Atlatls became an obsession for Reg. He loved throwing. He didn’t care too much about competition, but he did love throwing the dart and watching it hit the target. Reg took frequent breaks in his work to go out into a cleared warehouse to throw darts. (Who says working for yourself isn’t perfect!). The problem with the warehouse is that it was always cold, it was made entirely of concrete and block, and we often had no sort of target except a few bags of garbage (mostly paper). Reg didn’t care about breaking his darts, in fact he was oddly persistent in the way he didn’t care. I once made him seven darts as payment for some job he did for me, business cards, I think. He immediately took them into the warehouse and threw them for hours. When he was done, four of the seven were completely broken and the other three were scraped and worn. He didn’t care! He had to throw and that was the only place he could throw. 
 
He was always trying new techniques for throwing darts. It didn’t matter if he was throwing well, he’d change something just to see what would happen. Inevitably that meant more broken darts.
 
Once he had an old wooden table he stuck up instead of bags of garbage. He was so impressed by how much damage the darts could do to the table and cared not one wit how much the table damaged the darts. Having made some of the darts, I didn’t understand this propensity to break them… but that was Reg. I know that Jack was forever making him darts or fixing the tips on the ones that were broken.
 
I consider myself blessed to have shared two moments throwing with Reg that I will remember forever (or as close to forever as humanly possible).
 
The first was when a group of TAA members were throwing for fun in the back yard at Tom Goble’s house (when he lived in Waverly).

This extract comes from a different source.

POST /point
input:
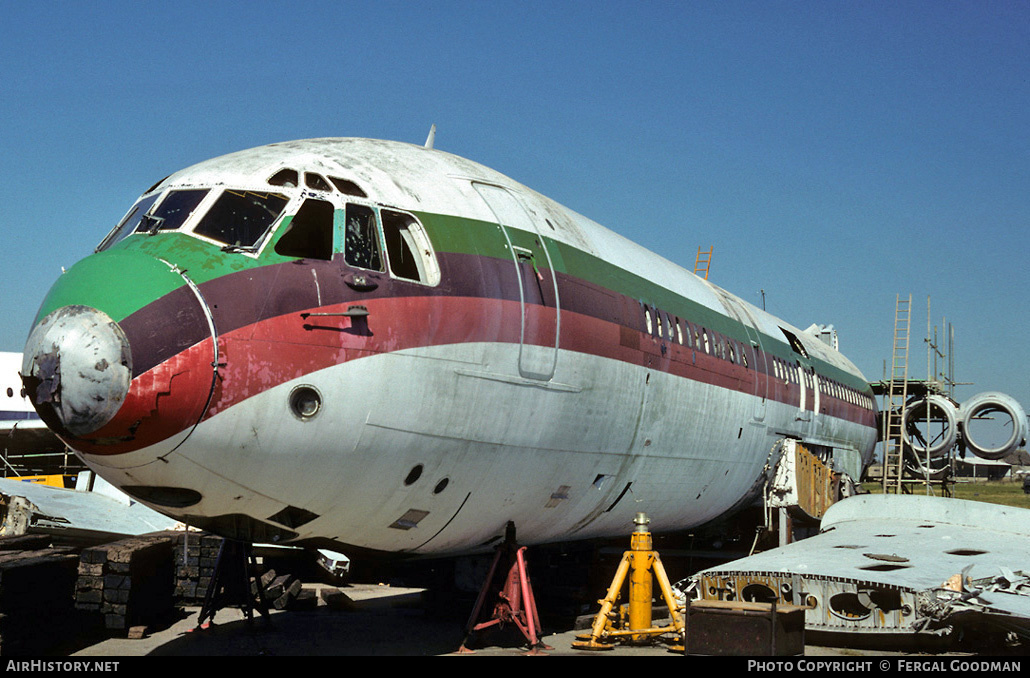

Reg was hitting ten’s like crazy. It didn’t matter how he threw, the darts were flying true. We threw an ISAC (practice, not a real one) and he threw a 97XX. That is an X better than I have ever thrown and was – at that time – the world record set by Terry Keefer. He had nine 10s and a 7. I believe the 7 was on his 7th or 8th throw. It was more than just his pleasure to throw a great score. Prior to this - and even after – he rarely threw better than mid-80s. It was a privilege to observe the zone he was in on that day. He was relaxed and enjoying himself and consequently, for a short period of time, had turned into a very accurate dart throwing machine.
 
The second moment happened when he and I were throwing darts out in the warehouse on a bitterly cold January (I think) day. It was always cold in the warehouse and this day was no exception. I brought along some balloons that we stuck up on a cardboard target leaning against bags of garbage. We were popping them with pleasure and chatting about a variety of atlatl games. Then one of my darts went through a balloon and it didn’t pop. It just stayed there, still inflated, about a foot up the shaft of my dart. I don’t know if it was so cold that the balloon somehow didn’t pop, if my dart tip was somehow lubricated with enough dirt and dampness that it slid right through the walls of the balloon. We thought up a dozen theories and none of them made any sense. We joked for days that I couldn’t throw hard enough to pop a balloon. Luckily, I was a reporter then and I had a camera to take some pictures. 
 
As I said before, Reg was a unique person. His work ethic during the time that I knew him was foreign to most everyone else I knew. He wasn’t lazy – he would work for hours on end to finish a job as close to the deadline as possible. In some way you could say that he was a procrastinator, but he wasn’t like any procrastinator I had known. He didn’t spend hours contemplating a job or worrying that it had to be finished by a certain time. It was, simply stated, that he preferred to be fishing or reading or watching the Yankees or, of course, throwing darts.
 
Reg didn’t have an easy life and he didn’t always make life easy for the ones he loved and those who loved him in return. Like most of us he had his shortcomings and, likewise, moments of deep compassion, empathy and happiness. It isn’t my intention to write his biography, but there are hundreds of stories he told me about his time in the Air Force, in Panama, growing up on a farm somewhere around Otsego, printing, delivering pennysavers in the wee hours of the morning, church and much more. I hope that he shared these stories with Fran, Donna and the kids because they gave a true sense of the man who was a husband, father and grandfather.
 
Every day I go to work I drive past the Dandy Mini Mart where he worked for the past couple of years. Every day I glance over to see if his blue Dodge Dakota is in the parking lot thinking that I should stop in to see him. Of course it isn’t and never again will be, but that hasn’t stopped me from looking. 
 
It has now been almost two-and-a-half months since he left this world and I have written and re-written this article a dozen times trying to get it just right. It seems like so much is missing because I have so many rich memories of our few years as friends. Thanks for that, Reg. I know that I am not the only one whose life is a lot sadder at your passing, but a whole heck of a lot richer for having known you.
 
Fly freely, old friend… whether in an old piper cub or with your newly attained wings.